Kiedy siedzisz w kryminale bez perspektywy rychłego wyjścia na wolność, próba ratowania małżeństwa jest właściwie bez szans. Nasz majątek – i tak niezbyt duży – poszedł na osiemnastomiesięczną walkę z władzami federalnymi. Straciliśmy wszystko poza dzieckiem i naszym związkiem. Dziecko było jak skała, ale związek zaczynał się kruszyć. Dionne wygłosiła parę frazesów o wytrwaniu i radzeniu sobie, ale gdy tylko mnie zabrakło, wkroczyła rzeczywistość. Dionne w naszym małym miasteczku poczuła się samotna i opuszczona przez wszystkich. „Ludzie na mój widok zaczynają szeptać”, napisała w jednym z pierwszych listów. „Czuję się taka samotna”, żaliła się w innym. Wkrótce listy zrobiły się wyraźnie krótsze i rzadsze. Rzadsze stały się też odwiedziny.

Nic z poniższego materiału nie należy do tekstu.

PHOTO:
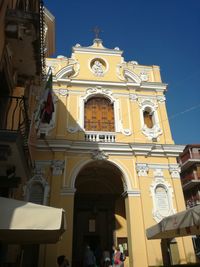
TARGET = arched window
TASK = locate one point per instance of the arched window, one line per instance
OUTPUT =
(162, 200)
(148, 118)
(36, 193)
(99, 115)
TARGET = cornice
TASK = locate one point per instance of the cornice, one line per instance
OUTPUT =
(151, 86)
(122, 149)
(92, 50)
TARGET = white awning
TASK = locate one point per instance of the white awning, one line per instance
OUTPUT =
(25, 222)
(180, 224)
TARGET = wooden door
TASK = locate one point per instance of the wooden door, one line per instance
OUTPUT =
(99, 115)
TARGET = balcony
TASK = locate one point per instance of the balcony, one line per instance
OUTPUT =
(191, 157)
(14, 130)
(24, 34)
(105, 137)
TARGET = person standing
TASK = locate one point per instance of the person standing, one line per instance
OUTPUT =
(89, 258)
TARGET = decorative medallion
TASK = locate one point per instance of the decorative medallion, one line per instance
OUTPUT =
(99, 155)
(98, 67)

Dionne dorastała w Filadelfii i właściwie nigdy nie polubiła prowincji. Któryś z wujków zaproponował jej pracę, a ona skwapliwie ją przyjęła i wróciła do rodzinnego miasta. Dwa lata temu ponownie wyszła za mąż, a Bo – teraz już jedenastoletni – ma innego tatusia do treningów. Moje ostatnie dwadzieścia listów do syna pozostało bez odpowiedzi. Jestem pewny, że nawet do niego nie trafiły.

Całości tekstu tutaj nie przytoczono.